When people are sniping at each-other for adding one brush stroke of paint, or even using paint at all, it suggests something has gone wrong. Rather than being a cornucopia of creativity the art world became a collection of dogmatic cults where any deviation spells hysteria and anger if you are a heretic, and excommunication if you are a follower.

It doesn’t help that some of it is barely readable. There is so much deliberately over-complicated writing that it can take hours to read. And when deciphered it’s dry and bland once you strip out all the ego-stroking and infighting. The reasons why these art works exist tend to be less exciting than the ideas you had in your head. But when art is made to be pure art and nothing else how can it not be cold and emotionless? An emotion would point to something that is not art. And alluding to things outside of the single artwork is forbidden. That’s how the old art worked.

 

The fact these manifestos and Journals were read so avidly baffles me. The theories are always so boring and honestly, very samey.

Besides. The work is always infinitely more powerful than the writing behind it.

 

So, the main thing I’ve learned from reading all these art journals and manifestos is that I hate reading them. Followed by them not feeling relevant to the works or even antithetical to how the works came out.

I don’t even find that my feelings about 20th century art have changed. I still like the artists I like, and still dislike the ones I disliked to begin with. But I already knew it’s almost impossible to change a person’s view on an artwork by force of argument.

 

I’ve also learned I find the artists more compelling than the movements they were in. When an artist is good it doesn’t matter what movement they belonged to. Though I’m certainly more likely to appreciate an artist from movement I like.
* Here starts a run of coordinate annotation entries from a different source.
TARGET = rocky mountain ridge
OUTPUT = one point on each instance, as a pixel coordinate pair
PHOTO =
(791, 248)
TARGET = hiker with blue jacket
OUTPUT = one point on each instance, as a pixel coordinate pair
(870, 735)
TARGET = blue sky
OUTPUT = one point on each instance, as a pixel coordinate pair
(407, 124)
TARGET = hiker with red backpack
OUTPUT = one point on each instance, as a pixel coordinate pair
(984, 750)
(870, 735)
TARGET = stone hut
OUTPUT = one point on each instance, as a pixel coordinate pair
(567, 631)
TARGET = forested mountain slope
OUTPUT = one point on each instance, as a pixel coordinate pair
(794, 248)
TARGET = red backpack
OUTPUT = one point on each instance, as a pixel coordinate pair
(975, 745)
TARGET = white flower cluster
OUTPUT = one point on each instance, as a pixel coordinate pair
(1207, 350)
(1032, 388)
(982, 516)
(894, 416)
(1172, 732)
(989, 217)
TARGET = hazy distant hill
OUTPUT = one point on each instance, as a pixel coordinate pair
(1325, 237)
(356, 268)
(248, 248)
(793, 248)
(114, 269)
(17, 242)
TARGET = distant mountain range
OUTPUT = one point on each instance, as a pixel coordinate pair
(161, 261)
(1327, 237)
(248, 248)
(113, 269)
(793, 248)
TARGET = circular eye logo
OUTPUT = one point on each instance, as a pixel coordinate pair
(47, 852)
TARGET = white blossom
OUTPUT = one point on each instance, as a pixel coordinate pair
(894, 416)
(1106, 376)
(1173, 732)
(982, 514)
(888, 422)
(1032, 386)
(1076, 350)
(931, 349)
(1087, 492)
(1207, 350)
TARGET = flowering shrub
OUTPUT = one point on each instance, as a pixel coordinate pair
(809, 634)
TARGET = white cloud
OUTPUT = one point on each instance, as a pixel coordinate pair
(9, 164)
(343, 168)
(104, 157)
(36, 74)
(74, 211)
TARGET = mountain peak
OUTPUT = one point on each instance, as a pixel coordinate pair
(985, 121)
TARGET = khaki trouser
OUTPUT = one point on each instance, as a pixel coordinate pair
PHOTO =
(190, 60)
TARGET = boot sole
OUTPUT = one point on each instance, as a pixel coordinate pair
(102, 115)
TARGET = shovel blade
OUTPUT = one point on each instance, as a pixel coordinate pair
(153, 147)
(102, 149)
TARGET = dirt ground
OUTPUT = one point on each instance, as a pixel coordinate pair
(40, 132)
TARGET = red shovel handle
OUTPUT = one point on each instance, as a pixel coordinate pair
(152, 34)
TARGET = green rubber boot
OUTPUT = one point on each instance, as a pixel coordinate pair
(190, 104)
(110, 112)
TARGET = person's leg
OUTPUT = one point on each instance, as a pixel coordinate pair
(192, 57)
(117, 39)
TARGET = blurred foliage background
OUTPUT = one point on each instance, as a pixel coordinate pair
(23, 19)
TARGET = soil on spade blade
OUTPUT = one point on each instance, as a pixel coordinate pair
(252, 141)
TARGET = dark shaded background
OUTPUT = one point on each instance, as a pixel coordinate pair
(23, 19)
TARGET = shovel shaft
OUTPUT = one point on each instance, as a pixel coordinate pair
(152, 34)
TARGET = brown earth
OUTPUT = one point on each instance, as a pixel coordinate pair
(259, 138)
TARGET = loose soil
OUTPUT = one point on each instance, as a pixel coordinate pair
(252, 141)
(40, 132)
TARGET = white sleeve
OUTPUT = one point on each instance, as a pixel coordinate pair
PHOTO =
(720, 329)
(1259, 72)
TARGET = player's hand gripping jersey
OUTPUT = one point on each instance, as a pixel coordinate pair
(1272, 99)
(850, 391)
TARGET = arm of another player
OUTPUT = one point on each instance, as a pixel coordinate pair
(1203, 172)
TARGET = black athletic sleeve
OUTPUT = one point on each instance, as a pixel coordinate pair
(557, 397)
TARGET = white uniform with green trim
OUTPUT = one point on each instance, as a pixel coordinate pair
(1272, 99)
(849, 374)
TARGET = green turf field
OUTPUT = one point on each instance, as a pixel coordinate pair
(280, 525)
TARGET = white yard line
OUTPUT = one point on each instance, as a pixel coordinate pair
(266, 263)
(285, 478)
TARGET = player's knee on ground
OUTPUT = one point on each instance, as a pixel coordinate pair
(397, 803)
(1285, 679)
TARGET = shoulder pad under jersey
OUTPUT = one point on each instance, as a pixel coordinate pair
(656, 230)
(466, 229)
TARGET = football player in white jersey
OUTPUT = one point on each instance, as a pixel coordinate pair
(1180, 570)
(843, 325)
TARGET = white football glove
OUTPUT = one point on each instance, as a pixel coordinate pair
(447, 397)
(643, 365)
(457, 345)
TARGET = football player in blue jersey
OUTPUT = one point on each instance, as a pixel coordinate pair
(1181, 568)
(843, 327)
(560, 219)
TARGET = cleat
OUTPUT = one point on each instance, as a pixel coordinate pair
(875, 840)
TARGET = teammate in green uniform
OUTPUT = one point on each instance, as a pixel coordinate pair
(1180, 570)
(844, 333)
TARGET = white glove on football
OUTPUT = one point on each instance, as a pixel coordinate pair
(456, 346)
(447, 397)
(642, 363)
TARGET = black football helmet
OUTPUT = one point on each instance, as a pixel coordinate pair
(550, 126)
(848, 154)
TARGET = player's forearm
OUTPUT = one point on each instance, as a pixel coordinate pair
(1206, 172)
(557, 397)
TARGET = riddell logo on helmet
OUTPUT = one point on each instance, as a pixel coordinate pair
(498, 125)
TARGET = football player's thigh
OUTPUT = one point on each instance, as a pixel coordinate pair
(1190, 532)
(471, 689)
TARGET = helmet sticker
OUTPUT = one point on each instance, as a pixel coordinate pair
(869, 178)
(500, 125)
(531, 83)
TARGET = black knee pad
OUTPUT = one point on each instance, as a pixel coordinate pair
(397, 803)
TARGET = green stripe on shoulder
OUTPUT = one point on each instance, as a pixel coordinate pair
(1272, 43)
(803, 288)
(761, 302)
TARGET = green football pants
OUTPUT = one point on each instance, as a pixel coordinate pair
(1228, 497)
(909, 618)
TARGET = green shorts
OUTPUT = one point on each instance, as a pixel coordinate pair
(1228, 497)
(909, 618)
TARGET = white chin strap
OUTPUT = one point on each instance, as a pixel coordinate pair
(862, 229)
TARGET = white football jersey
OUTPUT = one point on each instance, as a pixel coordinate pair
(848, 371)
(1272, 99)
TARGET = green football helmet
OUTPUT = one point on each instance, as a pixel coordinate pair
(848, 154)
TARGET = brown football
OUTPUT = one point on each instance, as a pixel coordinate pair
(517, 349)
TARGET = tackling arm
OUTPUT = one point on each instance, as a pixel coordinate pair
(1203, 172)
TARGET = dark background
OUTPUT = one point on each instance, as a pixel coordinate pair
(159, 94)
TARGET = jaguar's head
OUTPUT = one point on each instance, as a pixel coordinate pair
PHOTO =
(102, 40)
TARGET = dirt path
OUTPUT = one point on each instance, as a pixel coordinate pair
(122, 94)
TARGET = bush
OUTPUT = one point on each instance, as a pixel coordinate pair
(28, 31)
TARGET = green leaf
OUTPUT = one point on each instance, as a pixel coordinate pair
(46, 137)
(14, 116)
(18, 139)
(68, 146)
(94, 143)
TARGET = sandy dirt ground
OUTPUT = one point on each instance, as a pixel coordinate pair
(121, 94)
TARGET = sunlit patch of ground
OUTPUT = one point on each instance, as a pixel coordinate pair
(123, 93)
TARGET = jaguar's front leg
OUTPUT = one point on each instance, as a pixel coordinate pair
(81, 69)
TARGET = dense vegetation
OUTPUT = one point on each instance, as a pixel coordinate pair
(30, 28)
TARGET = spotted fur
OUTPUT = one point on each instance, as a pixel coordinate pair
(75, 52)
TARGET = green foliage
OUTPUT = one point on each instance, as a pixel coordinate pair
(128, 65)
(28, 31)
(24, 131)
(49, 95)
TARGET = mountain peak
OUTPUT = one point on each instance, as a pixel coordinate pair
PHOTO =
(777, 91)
Movements come and go. But the artists who worked in them remain powerful and relevant long after the ideas and rules of the movement have been forgotten.

More, even in their own lifetimes these artists keep on making great works long after the movements they are associated with have faded away.

But do these movements at least act as a useful springboard for these artists? A way for them to find their voice and get some notice before stepping out on their own? I don’t know. I can’t judge with the limited information I have right now.

But when you consider how many great artists from before, during, and after the 20th Century were not tied to specifics movements, you have to wonder if these movements even matter at all.

 

 

One thing I have learned about myself is I usually find these journals a lot easier to read if it’s by an artist I like. This is not always the case. Robert Morris’s manifesto on minimalism was one of the worst reading experiences of my life. But when reading books on Dan Flavin for my final essay I found my enthusiasm for him helped enormously in understanding the more theoretical side of the texts.

On that note, I feel glad that I was able to do some classic book reading. I forget how much fun really reading is if I don’t do it often. Not only is it more enjoyable than reading online. But I found I got more useful information out of it too.

 

And I’m grateful that I’ve been able to keep my writing skills sharp and even push them forward. I’ve had to up my game. Making my writing sharper. More refined. Make my arguments better and better presented. This does at least feel valuable. But I wish someone would give me feedback on my work. I have no idea if what I’m doing is any good or not.

 

Was this worth it? No. I feel the artworld has been lessened in my eyes. I’ve been unguided. Overworked. My worldview has gone unchallenged. I’ve been distracted from my real work. And this hasn’t helped me grow as an artist at all.

The only part that has been useful is revisiting reading books and having to improve my writing game. But both of those things could have been put in a much better course.

 

I can’t shake the feeling these courses aren’t being done for the student’s benefit but for the ego of the teaching staff. I didn’t learn anything of value here. And this is probably the most art focused course on offer. I can’t imagine how redundant the next course will be.